Tuesday, October 25, 2005

Rosa Parks RIP

It is sometimes the simplest of acts that change the world.

Rosa Parks was not just an ordinary colored cleaning woman who would sit and take whatever whitie shoveled out, but rather a longstanding member of the Montgomery, Alabama NAACP and (as it turned out) a pivotal part of the nascent civil rights movement down there. She shot a broadside across the bow of whitie's arrogant superiority on that December 1st, 1955 afternoon and helped begin the end of unequal treatment, under the law, for blacks in the south (and north too).
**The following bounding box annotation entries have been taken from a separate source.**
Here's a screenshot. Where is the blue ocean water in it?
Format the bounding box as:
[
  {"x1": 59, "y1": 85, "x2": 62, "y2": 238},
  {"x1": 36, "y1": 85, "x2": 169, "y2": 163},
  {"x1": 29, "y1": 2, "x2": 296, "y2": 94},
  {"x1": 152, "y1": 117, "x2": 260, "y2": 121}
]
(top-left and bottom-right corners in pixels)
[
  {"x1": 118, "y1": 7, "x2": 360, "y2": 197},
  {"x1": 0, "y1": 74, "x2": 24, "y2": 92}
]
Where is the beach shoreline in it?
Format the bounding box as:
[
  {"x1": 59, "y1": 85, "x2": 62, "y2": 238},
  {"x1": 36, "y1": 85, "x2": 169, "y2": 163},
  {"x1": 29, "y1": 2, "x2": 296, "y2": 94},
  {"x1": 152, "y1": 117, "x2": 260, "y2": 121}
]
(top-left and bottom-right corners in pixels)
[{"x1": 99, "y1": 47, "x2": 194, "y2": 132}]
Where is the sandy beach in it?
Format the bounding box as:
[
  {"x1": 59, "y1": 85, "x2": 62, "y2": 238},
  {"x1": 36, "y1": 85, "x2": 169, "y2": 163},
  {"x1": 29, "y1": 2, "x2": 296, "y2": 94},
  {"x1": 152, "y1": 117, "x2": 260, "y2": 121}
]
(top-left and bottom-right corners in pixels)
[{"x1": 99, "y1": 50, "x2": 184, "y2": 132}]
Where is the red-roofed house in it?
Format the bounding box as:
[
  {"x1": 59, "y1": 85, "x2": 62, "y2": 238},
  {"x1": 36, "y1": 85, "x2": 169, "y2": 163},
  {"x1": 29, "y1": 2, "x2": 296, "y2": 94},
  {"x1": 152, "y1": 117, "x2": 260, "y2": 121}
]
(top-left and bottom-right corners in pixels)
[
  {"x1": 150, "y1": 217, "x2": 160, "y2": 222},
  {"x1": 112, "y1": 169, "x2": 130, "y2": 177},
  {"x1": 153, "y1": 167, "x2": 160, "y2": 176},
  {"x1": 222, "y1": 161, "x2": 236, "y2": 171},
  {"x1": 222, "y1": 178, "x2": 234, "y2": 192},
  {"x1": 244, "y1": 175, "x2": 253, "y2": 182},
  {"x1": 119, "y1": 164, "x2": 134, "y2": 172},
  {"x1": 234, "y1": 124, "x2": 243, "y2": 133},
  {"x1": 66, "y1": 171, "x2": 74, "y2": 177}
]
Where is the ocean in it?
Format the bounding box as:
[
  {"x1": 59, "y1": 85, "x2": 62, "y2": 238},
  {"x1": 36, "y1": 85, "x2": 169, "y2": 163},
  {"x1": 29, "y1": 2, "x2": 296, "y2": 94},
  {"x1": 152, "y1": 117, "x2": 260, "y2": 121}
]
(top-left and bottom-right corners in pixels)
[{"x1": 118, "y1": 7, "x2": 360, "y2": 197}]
She was sitting in the exclusive white section of a city bus (which blacks were allowed when it was not full) when after filling up, a white man "asked" her to get up and move to the colored section. The driver came back and suggested that if Mrs. Parks did not remove herself to the rear of the bus she would be arrested. Most whites in the south thought at the time that this was a perfectly reasonable part of the relationship between the two races, and it was certainly a curious thing that anyone would quibble with it. After all, this was a long established tradition between them, and besides, hadn't they always been good to their niggers?

Rosa Park's feet hurt that day, and goddamn it, let the white man take any number of seats available elsewhere on the bus (God forbid he should sit with colored...he might bring their smell home). But he wanted his rightful place in white society. And how dare this colored girl (she was 42 at the time) question the authority which allowed them their peaceful, second class citizenship.

Rosa Parks was hauled off of the bus, booked and fingerprinted and charged with breaking the law that made that one little seat she had, with her tired feet, and modest demeanor, a white seat, not available to colored when some old cracker fart wanted it.

From then on, nothing was the same. Through the years, Mrs. Parks was an icon and encouragement to others, black and white, who challenged the system of establishment hate. The south didn't really take care of their niggers so well. They were a nuisance.

They would soon find that they were a people too.

Rest well, Rosa Parks. Your work is done.